What Happens When Parents Show Up
Last Wednesday evening, parents gathered for the Sahra Bulle Foundation Centre for Learning and Teaching's first virtual workshop — Silence Is Not Protection.
They came in prom season. They came carrying questions about co-parenting, about college-bound children, about teenagers who had already started dating. They came because something in them knew that silence was not enough — even if they did not yet have the words to replace it.
I have been thinking about them ever since.
\The Sentence That Closes the Door
The session opened with a truth that most parents in the room recognized immediately: we go silent not because we do not care, but because we do not know what to say. We are afraid of pushing our children away. We tell ourselves it is not serious yet. We are afraid of saying the wrong thing.
And sometimes, when we do speak, we say exactly the wrong thing — not because we are bad parents, but because we are afraid ones.
I shared my own story. My daughter Zahra met her partner when she was 18 and he was 27. My first response was to attack the relationship. And every word I said was used by her partner as a weapon — evidence that the world was against them, that coming home meant proving him right.
When we attack the relationship, we make the relationship something to defend. A controlling partner monitors everything. Whatever you say will be heard. The question is not whether to speak. The question is how to speak so that your words cannot be turned against your child.
Words That Open Doors
The session introduced a framework parents can use immediately — language that centres the child's safety and worth rather than the partner's flaws.
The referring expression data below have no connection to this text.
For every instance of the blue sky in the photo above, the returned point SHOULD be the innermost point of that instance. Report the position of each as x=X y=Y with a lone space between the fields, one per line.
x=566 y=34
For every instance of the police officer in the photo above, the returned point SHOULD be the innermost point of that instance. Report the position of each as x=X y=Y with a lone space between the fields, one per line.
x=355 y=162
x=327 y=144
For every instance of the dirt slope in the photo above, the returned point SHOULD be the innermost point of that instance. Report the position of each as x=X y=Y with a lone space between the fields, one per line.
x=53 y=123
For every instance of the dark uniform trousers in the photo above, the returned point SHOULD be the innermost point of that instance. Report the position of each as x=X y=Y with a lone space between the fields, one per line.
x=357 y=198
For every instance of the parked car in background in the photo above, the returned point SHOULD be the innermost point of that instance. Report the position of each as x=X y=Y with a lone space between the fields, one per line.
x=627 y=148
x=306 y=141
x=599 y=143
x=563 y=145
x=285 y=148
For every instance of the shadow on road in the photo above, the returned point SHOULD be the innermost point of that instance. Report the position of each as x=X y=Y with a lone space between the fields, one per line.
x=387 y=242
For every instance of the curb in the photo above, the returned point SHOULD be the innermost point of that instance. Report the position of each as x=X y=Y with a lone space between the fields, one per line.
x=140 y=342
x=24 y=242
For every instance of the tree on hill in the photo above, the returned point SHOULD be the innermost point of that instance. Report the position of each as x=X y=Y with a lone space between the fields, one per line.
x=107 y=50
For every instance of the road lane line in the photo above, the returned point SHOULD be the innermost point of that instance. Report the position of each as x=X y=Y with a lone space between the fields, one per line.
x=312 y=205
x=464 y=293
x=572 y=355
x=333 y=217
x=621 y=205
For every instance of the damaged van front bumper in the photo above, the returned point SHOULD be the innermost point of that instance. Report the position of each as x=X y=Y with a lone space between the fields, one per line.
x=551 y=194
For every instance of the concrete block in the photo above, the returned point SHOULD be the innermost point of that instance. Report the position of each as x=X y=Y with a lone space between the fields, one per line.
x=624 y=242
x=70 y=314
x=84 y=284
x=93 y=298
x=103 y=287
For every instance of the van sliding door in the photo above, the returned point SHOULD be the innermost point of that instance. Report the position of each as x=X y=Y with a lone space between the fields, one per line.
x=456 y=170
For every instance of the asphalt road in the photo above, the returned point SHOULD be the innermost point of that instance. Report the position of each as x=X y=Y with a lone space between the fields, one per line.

Instead of "I don't like this person" — which makes the relationship something to defend — try: "Are you safe in this relationship?"
Instead of "You need to leave" — which makes the parent the decision-maker — try: "You can always come home. Not when things are perfect. Anytime."
Instead of "I told you this would happen" — which introduces shame at the moment your child most needs not to be shamed — try: "I noticed something, and I have been carrying it. Can I share it with you?"
The most dangerous sentence a parent can say is this one: "If you go back, don't come to me." It removes the safety net. It forces the child to choose between their pride and their safety. Zahra left her relationship 11 times over 18 years. Each time, the door was open. Each return was not failure — it was the open door working.
The Five Doorway Moments
Parents do not need to manufacture conversations. They need to recognize the moments that are already there.
The Five Doorway Moments Framework — included in the free Parent Toolkit — identifies five threshold situations when young people aged 14 to 20 are most open to conversation: prom season, leaving for university or college, starting to date, asking about dating, and approaching a family dating age rule.
Each one is an invitation. The question is whether a parent is ready to walk through it.
One World Health Organization statistic shared during the session stayed with the room: one in four teens aged 15 to 17 have experienced dating violence. Most do not feel comfortable talking about it with anyone. That silence is not protection. It is isolation.
The Pledge
Every parent who attended Wednesday's session closed with the Open Door Pledge — a commitment not to perfection, but to presence. To speak even without the perfect words. To listen more than they instruct. To never make their child choose between their pride and their safety. To mean it when they say: you can always come home.
The conversation does not have to be perfect. It just has to happen.